When a 12-year-old Aboriginal boy addressed the United Nations Human Rights Council in Geneva last month, his message cut through layers of political rhetoric. Dujuan Hoosan, an Arrernte and Garrwa boy from Alice Springs, told the Council in simple but poignant terms: “I want adults to stop putting 10-year-old kids in jail.”
“Adults never listen to kids like me,” he said. “But we have important things to say.”
Despite his youth, Dujuan knows more about the incarceration of young people than most – he has seen its devastating impacts and knows kids who have been locked up. He almost ended up in jail himself at age 10 but, thanks to the support of his family and community, has set himself on a different path: as an advocate.
Dujuan is giving a voice to a national tragedy that many Australians are unaware of and one most politicians have little appetite to address. Anywhere in Australia, a primary school child – a child in year 4 – can be imprisoned.

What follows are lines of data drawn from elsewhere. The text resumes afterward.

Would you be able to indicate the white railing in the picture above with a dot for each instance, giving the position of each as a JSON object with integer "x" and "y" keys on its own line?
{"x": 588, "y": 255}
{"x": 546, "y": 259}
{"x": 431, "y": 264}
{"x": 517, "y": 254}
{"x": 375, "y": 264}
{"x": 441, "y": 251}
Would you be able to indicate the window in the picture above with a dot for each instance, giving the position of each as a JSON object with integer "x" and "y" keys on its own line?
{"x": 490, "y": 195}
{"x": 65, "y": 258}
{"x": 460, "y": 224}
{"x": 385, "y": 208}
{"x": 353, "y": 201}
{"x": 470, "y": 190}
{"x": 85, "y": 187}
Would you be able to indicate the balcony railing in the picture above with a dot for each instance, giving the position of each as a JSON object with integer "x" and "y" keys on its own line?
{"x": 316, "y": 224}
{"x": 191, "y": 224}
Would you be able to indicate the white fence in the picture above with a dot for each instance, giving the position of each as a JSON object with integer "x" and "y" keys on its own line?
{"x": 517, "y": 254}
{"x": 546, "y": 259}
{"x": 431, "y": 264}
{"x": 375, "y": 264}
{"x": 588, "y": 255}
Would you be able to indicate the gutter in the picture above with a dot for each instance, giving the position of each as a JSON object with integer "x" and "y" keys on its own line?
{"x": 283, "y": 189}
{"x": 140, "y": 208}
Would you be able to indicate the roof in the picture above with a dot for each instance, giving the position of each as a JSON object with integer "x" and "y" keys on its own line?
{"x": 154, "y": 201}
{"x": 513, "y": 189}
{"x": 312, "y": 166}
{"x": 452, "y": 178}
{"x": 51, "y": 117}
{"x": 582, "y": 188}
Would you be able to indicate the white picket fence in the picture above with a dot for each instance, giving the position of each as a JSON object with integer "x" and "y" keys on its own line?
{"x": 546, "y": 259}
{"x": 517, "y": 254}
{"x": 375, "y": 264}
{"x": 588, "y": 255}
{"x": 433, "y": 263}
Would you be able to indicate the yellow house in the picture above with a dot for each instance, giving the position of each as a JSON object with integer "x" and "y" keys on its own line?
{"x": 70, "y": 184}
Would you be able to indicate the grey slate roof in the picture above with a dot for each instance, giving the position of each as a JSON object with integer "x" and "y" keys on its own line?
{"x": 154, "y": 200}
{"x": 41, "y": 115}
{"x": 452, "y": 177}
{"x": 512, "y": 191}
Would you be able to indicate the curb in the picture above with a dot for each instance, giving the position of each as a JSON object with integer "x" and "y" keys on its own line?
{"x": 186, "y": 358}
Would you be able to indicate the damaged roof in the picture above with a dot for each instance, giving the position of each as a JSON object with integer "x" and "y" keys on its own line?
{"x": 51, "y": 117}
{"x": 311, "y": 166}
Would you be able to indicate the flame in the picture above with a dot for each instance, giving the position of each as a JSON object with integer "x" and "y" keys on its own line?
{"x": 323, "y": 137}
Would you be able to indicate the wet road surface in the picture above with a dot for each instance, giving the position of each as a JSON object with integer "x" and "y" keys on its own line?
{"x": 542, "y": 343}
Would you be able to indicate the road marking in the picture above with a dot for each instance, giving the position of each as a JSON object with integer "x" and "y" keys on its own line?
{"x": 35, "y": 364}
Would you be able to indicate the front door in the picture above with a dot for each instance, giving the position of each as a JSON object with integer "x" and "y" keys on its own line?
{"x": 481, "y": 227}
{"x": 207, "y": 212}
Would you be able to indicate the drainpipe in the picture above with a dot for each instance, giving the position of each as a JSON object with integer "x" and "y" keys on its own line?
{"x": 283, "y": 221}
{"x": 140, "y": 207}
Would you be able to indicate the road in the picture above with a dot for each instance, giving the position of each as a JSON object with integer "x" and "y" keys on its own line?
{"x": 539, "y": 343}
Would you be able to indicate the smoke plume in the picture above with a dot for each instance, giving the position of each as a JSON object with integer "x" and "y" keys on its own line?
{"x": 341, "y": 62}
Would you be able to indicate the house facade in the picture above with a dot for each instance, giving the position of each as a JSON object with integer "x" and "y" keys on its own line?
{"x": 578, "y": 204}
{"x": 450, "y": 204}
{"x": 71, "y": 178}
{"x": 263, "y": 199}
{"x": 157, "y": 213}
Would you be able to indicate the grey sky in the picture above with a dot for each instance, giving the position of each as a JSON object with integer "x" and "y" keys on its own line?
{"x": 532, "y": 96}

On Friday, the Council of Attorneys-General has an opportunity to take an historic step towards addressing this national disgrace. The state, federal and territory ministers will consider the results of a year-long review into increasing the minimum age of criminal responsibility.
The Law Council believes prison should not be a rite of passage for any child. In June, our directors unanimously voted to support an increase of the minimum age of criminal responsibility from 10 to 14, aligning our position with that of Indigenous and medical bodies and international best practice.
As it stands, our current laws isolate some of our community’s most vulnerable and stigmatised children. It sows the seeds for future problems.
A recent report from the Australian Institute of Health and Welfare highlights that half of the young people under youth justice supervision between 2014 and 2018 had received child protection services, which can include out-of-home care. It reiterates that children who have been abused or neglected are at greater risk of coming into contact with the criminal justice system at an early age.
Life trajectory outcomes for young people forced into contact with the criminal justice system are grim. They are less likely to complete their education or find employment and are more likely to die an early death.
It disproportionately affects Indigenous young people. Aboriginal or Torres Strait Islander young people aged 10 to 17 are 23 times more likely to be in detention than non-Indigenous young people, jumping to 38 times in some states. In the Northern Territory, at least 94 per cent of detainees in juvenile detention are Aboriginal or Torres Strait Islander. At times, this statistic has been 100 per cent.
The current minimum age of criminal responsibility is out of step with medical consensus regarding child brain development. Scientific advances related to the understanding of child cognitive development favour a higher age.
Children under 14 are undergoing significant growth and development, which means they may not have the required capacity to be criminally responsible. Immaturity can affect a number of areas of cognitive functioning including impulsivity, reasoning and consequential thinking.
I want to be clear: we believe children under 14 should be held accountable for their actions, but they should not be held criminally responsible.
Given that children are more likely to commit future crimes the younger they enter the criminal justice system, it does not advance community safety to put them on this pathway at such an early age.
It is important to emphasise that only an exceptionally small number of young children commit very serious crimes such as homicide. When this occurs, it is an aberration.
Change will take political courage but politicians across all jurisdictions must come to the realisation that raising the minimum age of criminal responsibility is not being soft on crime. It is an investment in social capital.
Because imprisonment should be a last resort when it comes to children.